An unsupervised learning method called Graph Dynamical Networks (GDyNets) [2] was suggested for learning atomic scale dynamics from MD trajectories of arbitrary condensed phases. GDyNets can classify local configurational states around a target atom using graph convolutional neural networks and obtain transition probabilities between the states based on the Koopman model [3].

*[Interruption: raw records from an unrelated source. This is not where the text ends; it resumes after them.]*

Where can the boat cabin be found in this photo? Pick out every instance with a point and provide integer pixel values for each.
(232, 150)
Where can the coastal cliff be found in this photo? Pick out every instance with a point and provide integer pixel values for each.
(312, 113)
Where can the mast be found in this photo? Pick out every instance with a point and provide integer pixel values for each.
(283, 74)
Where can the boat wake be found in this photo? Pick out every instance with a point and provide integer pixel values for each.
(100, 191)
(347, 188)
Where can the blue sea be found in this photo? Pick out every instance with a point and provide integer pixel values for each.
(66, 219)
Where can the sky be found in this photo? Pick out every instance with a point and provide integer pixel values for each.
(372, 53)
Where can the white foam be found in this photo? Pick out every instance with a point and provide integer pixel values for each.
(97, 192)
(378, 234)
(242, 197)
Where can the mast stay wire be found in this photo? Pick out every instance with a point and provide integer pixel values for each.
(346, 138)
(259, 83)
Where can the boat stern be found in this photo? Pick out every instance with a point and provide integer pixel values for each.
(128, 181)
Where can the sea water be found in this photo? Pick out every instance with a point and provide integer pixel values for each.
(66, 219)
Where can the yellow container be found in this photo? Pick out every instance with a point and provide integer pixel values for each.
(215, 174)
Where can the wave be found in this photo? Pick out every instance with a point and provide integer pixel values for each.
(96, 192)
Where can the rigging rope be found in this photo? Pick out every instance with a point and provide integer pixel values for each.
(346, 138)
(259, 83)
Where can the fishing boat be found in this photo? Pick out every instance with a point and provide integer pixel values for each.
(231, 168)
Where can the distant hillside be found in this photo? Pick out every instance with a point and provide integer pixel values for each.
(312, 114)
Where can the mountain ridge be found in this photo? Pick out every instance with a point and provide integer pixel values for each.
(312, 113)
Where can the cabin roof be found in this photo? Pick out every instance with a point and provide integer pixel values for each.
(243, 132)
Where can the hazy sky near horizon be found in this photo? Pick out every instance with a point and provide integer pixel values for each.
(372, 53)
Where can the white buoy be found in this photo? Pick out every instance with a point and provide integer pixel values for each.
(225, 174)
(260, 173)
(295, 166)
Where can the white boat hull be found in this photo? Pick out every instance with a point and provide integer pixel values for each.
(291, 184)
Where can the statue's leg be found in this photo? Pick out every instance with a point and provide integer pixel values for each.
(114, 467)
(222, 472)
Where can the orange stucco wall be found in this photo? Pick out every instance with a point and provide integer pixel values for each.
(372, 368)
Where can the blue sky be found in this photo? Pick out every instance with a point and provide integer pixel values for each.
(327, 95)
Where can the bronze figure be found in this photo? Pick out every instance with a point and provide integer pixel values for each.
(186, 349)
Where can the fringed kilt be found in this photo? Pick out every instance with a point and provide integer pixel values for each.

In this study, the MD trajectory of each electrolyte was trained with GDyNets where lithium ions were determined as target atoms. For each trajectory, we measured several state-wise and transition-wise properties of all Li⁺ ions from the trained model. Population of each classified state was calculated. State-weighted radial and spatial distribution functions around the Li⁺ ions identified the local structure of each state. The Koopman matrix was evaluated after the lag time was determined. From the eigenvector decomposition of the Koopman matrix, the slowest transitions were identified, and their timescales were evaluated. The Chapman-Kolmogorov test was performed to check whether the trained model is Markovian. Conductivity of each transition revealed that which transitions have major contributions to the overall conductivity. In addition to properties of all Li⁺ ions, we analyzed individual ion trajectories with the same model, and ions with similar behavior were clustered into a group. Our study contributes to elucidate lithium-ion acceleration conditions in SPEs and give a systematic method to analyze multicomponent MD trajectories with machine learning techniques.

References

[1] Kim, Seulwoo, et al. "Molecular dynamics study on lithium‐ion transport in PEO branched nanopores with PYR₁₄TFSI ionic liquid." Battery Energy (2022): 20210013.

[2] Xie, Tian, et al. "Graph dynamical networks for unsupervised learning of atomic scale dynamics in materials." Nature Communications 10.1 (2019): 1-9.

[3] Koopman, Bernard O. "Hamiltonian systems and transformation in Hilbert space." Proceedings of the National Academy of Sciences of the United States of America 17.5 (1931): 315.